Il n’est pas nécessaire pour F. de saisir explicitement ou consciemment toute la signification ou toute la portée de cette assonance pour que néanmoins la prise de conscience de ce qu’il y a du sens à trouver change les choses, et notamment change les choses au niveau de son entendement et de son énonciation. On pourrait dire que cette prise de conscience du sens fait basculer le fantôme d’Ef. En effet, bien que F. ait fait de son mieux pour choisir des mots et des phrases à thèmes généraux et anecdotiques, lui permettant de ne pas s’entendre, le trébuchement sur fretten déclenche l’entendement. Bien que cette compréhension ne soit pas aussi profonde qu’on pourrait le supposer — par exemple, elle ne donne pas encore accès aux thèmes directement incestueux —, elle fait en sorte que l’intention articulatoire n’est plus structurellement déconnectée de la réalisation de l’articulation. Par conséquent, le fantôme bascule et une activité représentationnelle, associée au résidu entre intention et réalisation, commence à jaillir. En effet, avec le trébuchement la série articulatoire en « ef » prend fin et, dès les séances suivantes, certains thèmes existentiels sont explorés.

Notes
716.

Au moment du traitement, il est sevré de tout abus de substance et est sous médication neuroleptique et antidépresseur.
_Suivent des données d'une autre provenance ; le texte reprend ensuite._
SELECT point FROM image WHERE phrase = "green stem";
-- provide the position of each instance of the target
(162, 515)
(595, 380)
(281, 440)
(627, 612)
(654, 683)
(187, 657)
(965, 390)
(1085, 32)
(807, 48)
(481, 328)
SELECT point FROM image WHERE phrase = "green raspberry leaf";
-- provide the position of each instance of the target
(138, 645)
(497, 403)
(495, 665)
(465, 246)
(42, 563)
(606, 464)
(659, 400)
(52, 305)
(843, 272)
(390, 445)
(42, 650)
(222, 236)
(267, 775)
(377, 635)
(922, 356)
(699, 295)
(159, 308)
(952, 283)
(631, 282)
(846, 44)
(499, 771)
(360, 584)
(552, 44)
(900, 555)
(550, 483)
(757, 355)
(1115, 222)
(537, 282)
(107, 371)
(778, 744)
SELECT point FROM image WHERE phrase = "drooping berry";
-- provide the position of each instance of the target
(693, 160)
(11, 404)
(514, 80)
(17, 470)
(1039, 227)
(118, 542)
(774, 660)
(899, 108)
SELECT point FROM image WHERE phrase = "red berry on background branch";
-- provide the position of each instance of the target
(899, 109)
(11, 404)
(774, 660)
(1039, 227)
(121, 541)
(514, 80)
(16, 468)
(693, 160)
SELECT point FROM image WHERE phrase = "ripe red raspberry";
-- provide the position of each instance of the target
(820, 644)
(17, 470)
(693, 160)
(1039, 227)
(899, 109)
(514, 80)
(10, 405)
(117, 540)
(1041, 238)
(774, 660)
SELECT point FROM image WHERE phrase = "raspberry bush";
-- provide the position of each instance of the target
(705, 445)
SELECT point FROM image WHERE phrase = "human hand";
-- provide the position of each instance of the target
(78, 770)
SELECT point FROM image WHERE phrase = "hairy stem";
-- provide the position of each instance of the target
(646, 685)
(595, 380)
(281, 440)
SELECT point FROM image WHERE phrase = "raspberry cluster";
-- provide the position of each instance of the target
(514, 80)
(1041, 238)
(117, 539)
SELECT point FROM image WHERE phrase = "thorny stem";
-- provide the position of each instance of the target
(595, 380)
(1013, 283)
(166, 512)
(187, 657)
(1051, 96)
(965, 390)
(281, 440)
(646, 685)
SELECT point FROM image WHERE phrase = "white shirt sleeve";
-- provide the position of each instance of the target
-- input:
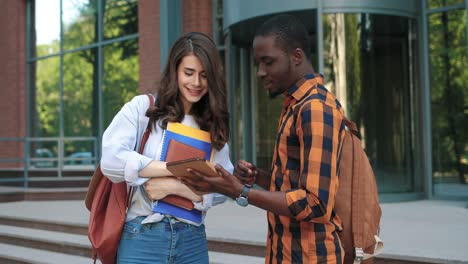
(222, 158)
(120, 160)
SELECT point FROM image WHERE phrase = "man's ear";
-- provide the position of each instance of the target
(298, 56)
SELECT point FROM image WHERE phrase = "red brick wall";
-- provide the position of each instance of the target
(12, 77)
(149, 55)
(197, 16)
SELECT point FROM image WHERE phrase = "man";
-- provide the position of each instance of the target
(299, 191)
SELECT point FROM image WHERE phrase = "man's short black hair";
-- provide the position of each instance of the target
(289, 31)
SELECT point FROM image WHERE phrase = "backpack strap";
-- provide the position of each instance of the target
(361, 255)
(144, 138)
(352, 126)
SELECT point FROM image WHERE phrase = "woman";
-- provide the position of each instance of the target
(192, 91)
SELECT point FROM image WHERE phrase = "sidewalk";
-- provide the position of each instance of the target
(425, 231)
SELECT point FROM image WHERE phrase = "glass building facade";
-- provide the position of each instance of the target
(399, 68)
(82, 67)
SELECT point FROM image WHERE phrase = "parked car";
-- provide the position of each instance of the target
(80, 158)
(43, 153)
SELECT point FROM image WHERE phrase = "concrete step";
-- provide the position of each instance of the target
(46, 240)
(226, 258)
(12, 254)
(12, 194)
(34, 246)
(78, 229)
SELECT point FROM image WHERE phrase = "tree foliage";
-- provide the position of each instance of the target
(82, 70)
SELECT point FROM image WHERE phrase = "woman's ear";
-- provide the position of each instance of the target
(298, 56)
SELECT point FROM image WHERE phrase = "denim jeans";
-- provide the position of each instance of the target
(169, 241)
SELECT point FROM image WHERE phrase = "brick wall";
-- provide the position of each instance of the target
(149, 55)
(197, 16)
(12, 78)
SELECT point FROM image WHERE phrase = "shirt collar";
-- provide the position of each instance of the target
(303, 86)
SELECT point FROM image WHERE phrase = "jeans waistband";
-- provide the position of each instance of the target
(167, 222)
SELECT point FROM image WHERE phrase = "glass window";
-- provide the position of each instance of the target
(120, 79)
(114, 66)
(120, 18)
(442, 3)
(448, 54)
(45, 118)
(79, 21)
(79, 69)
(47, 28)
(369, 66)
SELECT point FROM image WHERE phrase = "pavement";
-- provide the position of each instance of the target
(428, 231)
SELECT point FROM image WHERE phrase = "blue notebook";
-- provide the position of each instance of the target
(200, 143)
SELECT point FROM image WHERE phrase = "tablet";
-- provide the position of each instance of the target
(179, 168)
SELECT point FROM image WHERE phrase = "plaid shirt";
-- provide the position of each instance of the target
(305, 162)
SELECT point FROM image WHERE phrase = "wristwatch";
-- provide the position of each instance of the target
(243, 199)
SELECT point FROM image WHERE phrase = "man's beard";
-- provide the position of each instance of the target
(273, 95)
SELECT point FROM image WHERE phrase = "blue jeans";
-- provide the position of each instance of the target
(169, 241)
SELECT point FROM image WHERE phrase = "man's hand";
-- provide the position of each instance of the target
(160, 187)
(246, 172)
(226, 183)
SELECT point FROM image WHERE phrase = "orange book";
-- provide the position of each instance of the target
(181, 142)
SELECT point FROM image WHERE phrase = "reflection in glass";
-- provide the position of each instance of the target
(79, 80)
(442, 3)
(79, 23)
(47, 27)
(46, 110)
(120, 18)
(120, 79)
(237, 127)
(448, 54)
(369, 65)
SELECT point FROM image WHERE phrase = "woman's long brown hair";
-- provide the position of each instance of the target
(211, 112)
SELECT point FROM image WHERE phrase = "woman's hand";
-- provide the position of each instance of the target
(160, 187)
(246, 172)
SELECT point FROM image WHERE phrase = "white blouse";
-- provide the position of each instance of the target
(121, 161)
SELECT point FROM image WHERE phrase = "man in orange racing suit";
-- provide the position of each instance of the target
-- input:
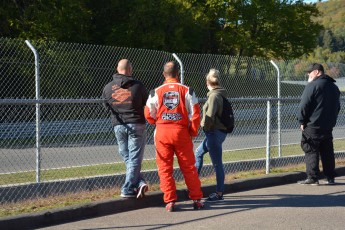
(174, 108)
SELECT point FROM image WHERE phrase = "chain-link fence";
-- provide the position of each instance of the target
(60, 139)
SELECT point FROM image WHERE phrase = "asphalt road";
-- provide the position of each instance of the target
(290, 206)
(24, 159)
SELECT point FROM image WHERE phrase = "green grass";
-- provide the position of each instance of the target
(110, 169)
(86, 197)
Bien que le patient soit anonyme, certaines données précises le concernant sont changées de façon que la description clinique ne puisse être reconnue. Voir BAZAN A. & VAN BUNDER D. (2005). Some comments on the emotional and motor dynamics of language embodiment. A neurophysiological understanding of the freudian unconscious. Dans Body Image & Body Schema, Interdisciplinary Perspectives, dir. H. De Preester et V. Knockaert, Amsterdam et Philadelphia, John Benjamins, 49-107.